Most PBMs are also receptive to changes that enhance their growing role as financial service intermediaries. That sector is ripe for change, in Gottlieb’s view. “Simply extracting discounts from drugmakers and passing on some of the discounts to payers is not a sustainable model where the ‘middleman’ sees his margins shrinking.”
At the moment, however, payers and patients are pointing their fingers at the drug companies in what Gottlieb characterizes as a cycle of recrimination that currently puts big pharma in the crosshairs.

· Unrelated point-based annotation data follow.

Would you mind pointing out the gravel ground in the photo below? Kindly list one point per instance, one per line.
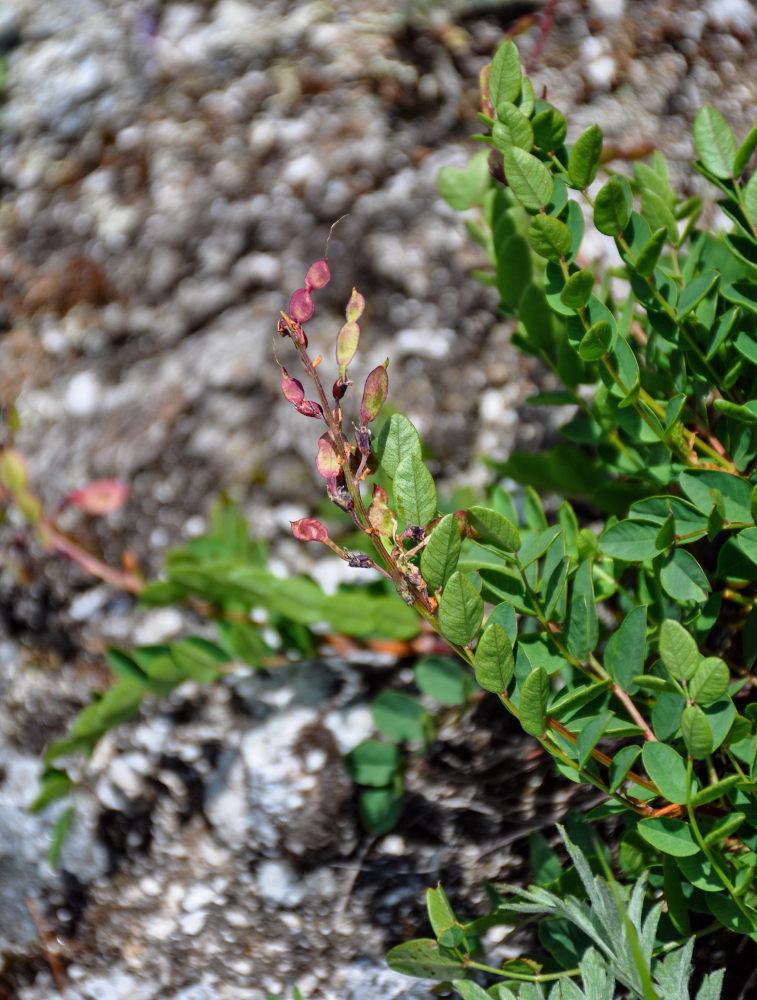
(167, 173)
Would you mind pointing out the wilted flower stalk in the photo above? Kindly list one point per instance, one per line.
(345, 464)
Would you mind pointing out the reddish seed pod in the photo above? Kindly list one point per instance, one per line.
(292, 388)
(301, 306)
(318, 275)
(310, 409)
(309, 529)
(374, 394)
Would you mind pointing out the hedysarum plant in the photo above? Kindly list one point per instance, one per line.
(626, 652)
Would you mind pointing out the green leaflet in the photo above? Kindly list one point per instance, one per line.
(494, 527)
(505, 74)
(715, 143)
(414, 491)
(678, 650)
(612, 208)
(373, 763)
(534, 695)
(549, 237)
(671, 836)
(424, 959)
(440, 555)
(667, 769)
(396, 440)
(624, 652)
(494, 662)
(528, 178)
(461, 609)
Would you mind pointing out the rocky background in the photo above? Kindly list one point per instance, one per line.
(168, 170)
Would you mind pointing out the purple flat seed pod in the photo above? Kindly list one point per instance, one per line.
(318, 275)
(301, 306)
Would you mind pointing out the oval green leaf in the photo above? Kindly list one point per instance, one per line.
(461, 609)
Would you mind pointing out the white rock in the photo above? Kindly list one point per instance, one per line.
(278, 883)
(198, 896)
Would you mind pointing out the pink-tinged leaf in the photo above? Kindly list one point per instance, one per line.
(379, 514)
(346, 344)
(13, 473)
(374, 394)
(318, 275)
(292, 388)
(355, 307)
(310, 409)
(301, 306)
(309, 529)
(327, 461)
(100, 497)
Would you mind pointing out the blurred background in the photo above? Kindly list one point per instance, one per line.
(168, 170)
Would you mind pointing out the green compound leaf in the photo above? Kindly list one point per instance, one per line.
(622, 763)
(682, 577)
(505, 74)
(671, 836)
(715, 143)
(577, 289)
(596, 341)
(373, 763)
(461, 610)
(396, 440)
(624, 652)
(528, 178)
(424, 959)
(444, 680)
(534, 695)
(440, 555)
(678, 650)
(494, 527)
(613, 206)
(631, 540)
(744, 152)
(462, 189)
(512, 128)
(550, 127)
(402, 718)
(494, 662)
(667, 769)
(549, 237)
(440, 913)
(584, 157)
(650, 252)
(696, 732)
(414, 491)
(710, 681)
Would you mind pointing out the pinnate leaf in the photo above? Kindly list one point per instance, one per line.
(461, 609)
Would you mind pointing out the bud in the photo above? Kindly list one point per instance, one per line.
(355, 307)
(301, 306)
(363, 440)
(374, 393)
(13, 474)
(346, 344)
(318, 275)
(100, 497)
(292, 388)
(327, 460)
(339, 388)
(309, 529)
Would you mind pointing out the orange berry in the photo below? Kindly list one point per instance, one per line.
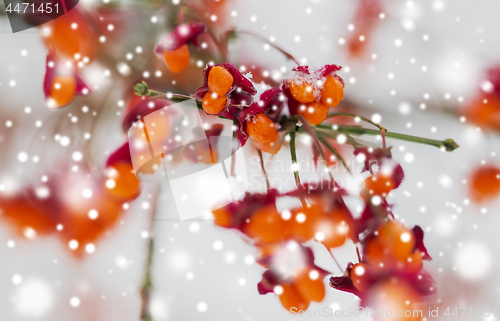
(220, 80)
(272, 147)
(261, 128)
(303, 92)
(314, 112)
(121, 181)
(376, 254)
(213, 104)
(291, 298)
(332, 92)
(359, 276)
(178, 59)
(266, 225)
(398, 239)
(414, 262)
(62, 91)
(484, 111)
(22, 215)
(68, 41)
(379, 184)
(334, 229)
(309, 284)
(305, 222)
(485, 183)
(222, 217)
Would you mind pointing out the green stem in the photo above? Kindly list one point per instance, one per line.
(263, 167)
(357, 116)
(448, 144)
(147, 283)
(293, 154)
(334, 152)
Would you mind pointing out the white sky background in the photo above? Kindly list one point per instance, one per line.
(190, 267)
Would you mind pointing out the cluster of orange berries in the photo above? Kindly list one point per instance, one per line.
(173, 48)
(314, 92)
(324, 218)
(220, 82)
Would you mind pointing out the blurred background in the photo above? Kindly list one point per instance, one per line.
(419, 67)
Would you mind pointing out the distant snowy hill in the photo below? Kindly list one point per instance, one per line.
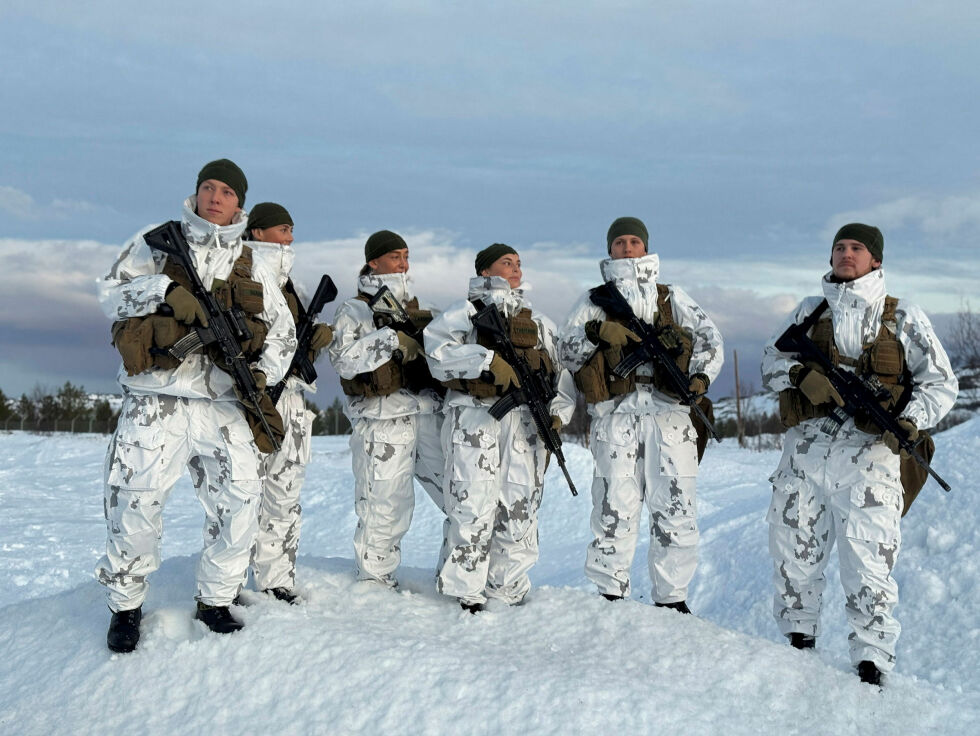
(354, 659)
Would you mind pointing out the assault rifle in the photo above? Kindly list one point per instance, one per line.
(535, 391)
(650, 349)
(226, 328)
(862, 395)
(389, 312)
(302, 367)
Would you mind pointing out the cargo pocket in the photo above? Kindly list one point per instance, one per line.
(784, 509)
(876, 507)
(614, 446)
(136, 462)
(678, 444)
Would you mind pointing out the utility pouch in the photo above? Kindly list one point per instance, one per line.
(914, 476)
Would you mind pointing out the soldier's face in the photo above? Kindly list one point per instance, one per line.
(395, 261)
(851, 260)
(281, 234)
(508, 267)
(627, 246)
(217, 202)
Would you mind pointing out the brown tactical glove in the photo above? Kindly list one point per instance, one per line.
(817, 388)
(891, 440)
(186, 308)
(322, 335)
(699, 384)
(503, 374)
(408, 346)
(615, 334)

“It’s all great theater, but is it good for patients? The answer is no,” Goldberg of the Center for Medicine in the Public Interest says, “because increasingly, patients will be forced to jump through hoops to get the medicine that is right for them and still pay thousands of dollars out of pocket for medicine that might not work in order to get a medicine that will work. There really isn’t a focus on what works best for the patient.”
He says disease advocacy groups such as LLS and the Multiple Myeloma Research Foundation are gathering data on patients that may provide a corrective force. Discrimination lawsuits brought by patient groups against PBMs may have an effect as well, he says.
The current concern over the cost of treating patients with the best drugs needs to be matched with a regard for the cost of not doing so, according to Goldberg. “The healthier the people in your risk pool, the lower your premiums are,” he says. “So why would you not want to use the best technology first to keep people healthy?”
The key, Goldberg argues, is to determine the value of drugs by focusing on their long-range benefit to the health care system and to patients—but to facilitate access up front.
“The faster you get medicines to patients, the lower the cost will be,” he says. “In the short term, patients are going to be whipsawed, but there will be changes made by drug companies and health plans well before legislation kicks in. Things are moving in a very good direction. The next generation of medicines will be priced differently, and cheaper.”